The Herald (from the Daily Mail)
A sunshine break is the perfect way to unwind, catch up on your reading and top up that tan.
But it seems a week soaking up the rays could also offer a surprising benefit – helping a woman have a baby.
Increased exposure to sunshine could raise the odds of becoming a mother by more than a third, a study suggests.
If you read StatsChat regularly, you probably won’t be surprised to hear the study had nothing to do with either holidays or sunbathing, or fertility in the usual sense.
As the story goes on to say, it was about the weather and IVF success rates. The researchers looked for correlations between a variety of weather measurements and a variety of ways of measuring IVF success. They didn’t find evidence of correlations with the weather at the time of conception. As they said (conference abstract, since this isn’t published)
When looking for a linear correlation between IVF results and the mean monthly values for the weather, the results were inconsistent.

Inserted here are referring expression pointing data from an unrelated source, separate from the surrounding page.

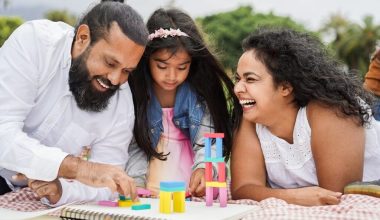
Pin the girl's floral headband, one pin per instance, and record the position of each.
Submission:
(164, 33)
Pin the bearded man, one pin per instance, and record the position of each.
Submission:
(62, 90)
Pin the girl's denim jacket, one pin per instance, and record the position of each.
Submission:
(191, 115)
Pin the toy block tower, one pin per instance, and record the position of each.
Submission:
(210, 183)
(178, 191)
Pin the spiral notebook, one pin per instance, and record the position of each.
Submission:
(194, 210)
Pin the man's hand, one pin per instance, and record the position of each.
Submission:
(197, 183)
(51, 190)
(312, 196)
(98, 175)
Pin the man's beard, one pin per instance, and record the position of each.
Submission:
(88, 98)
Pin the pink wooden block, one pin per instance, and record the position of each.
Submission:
(214, 135)
(208, 172)
(209, 192)
(143, 192)
(223, 196)
(221, 172)
(107, 203)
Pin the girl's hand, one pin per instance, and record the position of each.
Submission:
(311, 196)
(197, 183)
(51, 190)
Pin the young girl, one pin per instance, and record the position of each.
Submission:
(307, 130)
(180, 92)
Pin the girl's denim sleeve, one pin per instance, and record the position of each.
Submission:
(206, 126)
(137, 164)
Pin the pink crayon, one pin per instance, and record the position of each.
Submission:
(107, 203)
(143, 192)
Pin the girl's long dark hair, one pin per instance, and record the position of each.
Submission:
(303, 61)
(206, 77)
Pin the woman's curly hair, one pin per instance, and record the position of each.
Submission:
(304, 62)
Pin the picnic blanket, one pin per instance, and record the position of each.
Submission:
(352, 206)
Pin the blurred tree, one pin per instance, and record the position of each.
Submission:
(352, 42)
(122, 1)
(7, 26)
(226, 30)
(61, 15)
(5, 3)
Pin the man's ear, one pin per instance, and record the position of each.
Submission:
(286, 88)
(82, 40)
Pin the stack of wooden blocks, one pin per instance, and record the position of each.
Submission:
(219, 160)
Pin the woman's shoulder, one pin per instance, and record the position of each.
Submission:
(321, 113)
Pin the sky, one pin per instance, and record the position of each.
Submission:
(311, 13)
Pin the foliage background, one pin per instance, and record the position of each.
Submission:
(351, 42)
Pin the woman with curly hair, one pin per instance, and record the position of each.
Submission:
(307, 129)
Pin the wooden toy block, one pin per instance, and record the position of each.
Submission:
(223, 197)
(107, 203)
(165, 189)
(209, 195)
(207, 147)
(165, 202)
(141, 207)
(208, 172)
(179, 201)
(214, 135)
(216, 184)
(123, 198)
(219, 147)
(215, 160)
(143, 192)
(221, 172)
(173, 184)
(125, 203)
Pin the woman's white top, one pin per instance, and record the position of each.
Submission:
(293, 166)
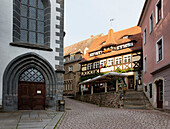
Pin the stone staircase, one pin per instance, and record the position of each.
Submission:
(136, 100)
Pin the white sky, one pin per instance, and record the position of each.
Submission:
(84, 18)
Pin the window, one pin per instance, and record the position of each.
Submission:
(158, 11)
(144, 36)
(110, 62)
(30, 19)
(159, 51)
(103, 63)
(124, 37)
(32, 75)
(95, 65)
(72, 57)
(146, 88)
(70, 68)
(151, 22)
(145, 64)
(118, 60)
(150, 87)
(89, 66)
(127, 59)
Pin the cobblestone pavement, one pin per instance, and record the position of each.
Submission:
(81, 115)
(44, 119)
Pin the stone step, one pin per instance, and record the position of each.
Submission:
(134, 102)
(134, 107)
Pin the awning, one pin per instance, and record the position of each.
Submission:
(105, 78)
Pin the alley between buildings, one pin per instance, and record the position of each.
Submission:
(80, 115)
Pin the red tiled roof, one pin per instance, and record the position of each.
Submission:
(80, 46)
(134, 33)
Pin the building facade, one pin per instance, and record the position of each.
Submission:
(72, 56)
(31, 70)
(155, 24)
(116, 52)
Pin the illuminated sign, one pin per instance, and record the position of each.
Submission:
(90, 72)
(108, 69)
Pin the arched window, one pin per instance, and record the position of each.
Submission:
(31, 22)
(31, 75)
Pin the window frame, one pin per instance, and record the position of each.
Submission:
(36, 20)
(110, 62)
(70, 68)
(103, 62)
(151, 23)
(144, 36)
(145, 64)
(157, 13)
(157, 50)
(127, 58)
(119, 60)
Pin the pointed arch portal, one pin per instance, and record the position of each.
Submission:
(33, 75)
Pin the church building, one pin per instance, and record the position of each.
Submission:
(31, 68)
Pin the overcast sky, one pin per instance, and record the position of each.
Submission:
(84, 18)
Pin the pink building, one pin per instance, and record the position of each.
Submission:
(155, 24)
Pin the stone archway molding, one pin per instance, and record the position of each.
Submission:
(13, 71)
(155, 91)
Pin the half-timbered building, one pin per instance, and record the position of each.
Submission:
(118, 52)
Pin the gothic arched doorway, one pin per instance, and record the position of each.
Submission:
(159, 87)
(31, 90)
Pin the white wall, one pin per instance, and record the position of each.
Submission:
(7, 52)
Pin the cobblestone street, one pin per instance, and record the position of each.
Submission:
(81, 115)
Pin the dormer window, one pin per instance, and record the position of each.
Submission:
(104, 42)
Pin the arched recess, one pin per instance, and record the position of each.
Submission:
(13, 72)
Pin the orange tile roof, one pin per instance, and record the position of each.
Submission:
(80, 46)
(116, 39)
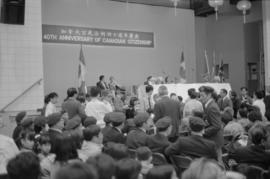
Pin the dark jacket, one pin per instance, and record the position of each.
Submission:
(223, 103)
(136, 138)
(73, 108)
(193, 146)
(53, 134)
(157, 143)
(214, 128)
(114, 135)
(102, 86)
(168, 107)
(16, 134)
(253, 155)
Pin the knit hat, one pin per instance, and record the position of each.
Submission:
(196, 124)
(141, 118)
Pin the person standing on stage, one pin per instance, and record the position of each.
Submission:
(168, 107)
(102, 84)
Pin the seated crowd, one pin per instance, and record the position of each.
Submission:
(108, 135)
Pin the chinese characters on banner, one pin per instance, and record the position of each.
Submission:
(95, 36)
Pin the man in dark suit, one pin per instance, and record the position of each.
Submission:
(214, 127)
(254, 154)
(224, 100)
(56, 124)
(244, 97)
(159, 142)
(138, 137)
(194, 146)
(267, 106)
(114, 134)
(168, 107)
(102, 85)
(72, 106)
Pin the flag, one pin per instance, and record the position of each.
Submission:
(182, 69)
(221, 71)
(213, 66)
(82, 72)
(206, 75)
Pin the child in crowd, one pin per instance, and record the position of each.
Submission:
(144, 156)
(26, 142)
(44, 146)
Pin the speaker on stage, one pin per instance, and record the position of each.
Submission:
(12, 11)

So, following the ‘try, try again’ strategy they looked at weather a month earlier
However, when the same analysis was repeated with the weather results of 1 month earlier, there was a clear trend towards better IVF outcome with higher temperature, less rain and more sunshine hours.
It helps, here, to know that “a clear trend” is jargon for “unimpresssive statistical evidence, but at least in the direction we wanted”. That’s not the only problem, though. Since these are honest researchers, you find the other big problem in the section of the abstract labelled “limitations”
Because of the retrospective design of the study, further adjusting for possible confounding factors such as age of the woman, type of infertility and indication for IVF is mandatory.
That is, their analysis lumped together women of different ages, types of infertility, and reasons for using IVF, even those these have a much bigger impact on success than is being claimed for the weather.
I don’t have any problem with these analyses being performed and presented to other consenting scientists who are trying to work out ways to improve IVF. On the other hand, I’m pretty sure the Daily Mail didn’t get these results by reading the abstract book or sitting through the conference. Someone made a deliberate decision to get publicity for this research, at this stage, in a form where all the cautionary notes would be lost.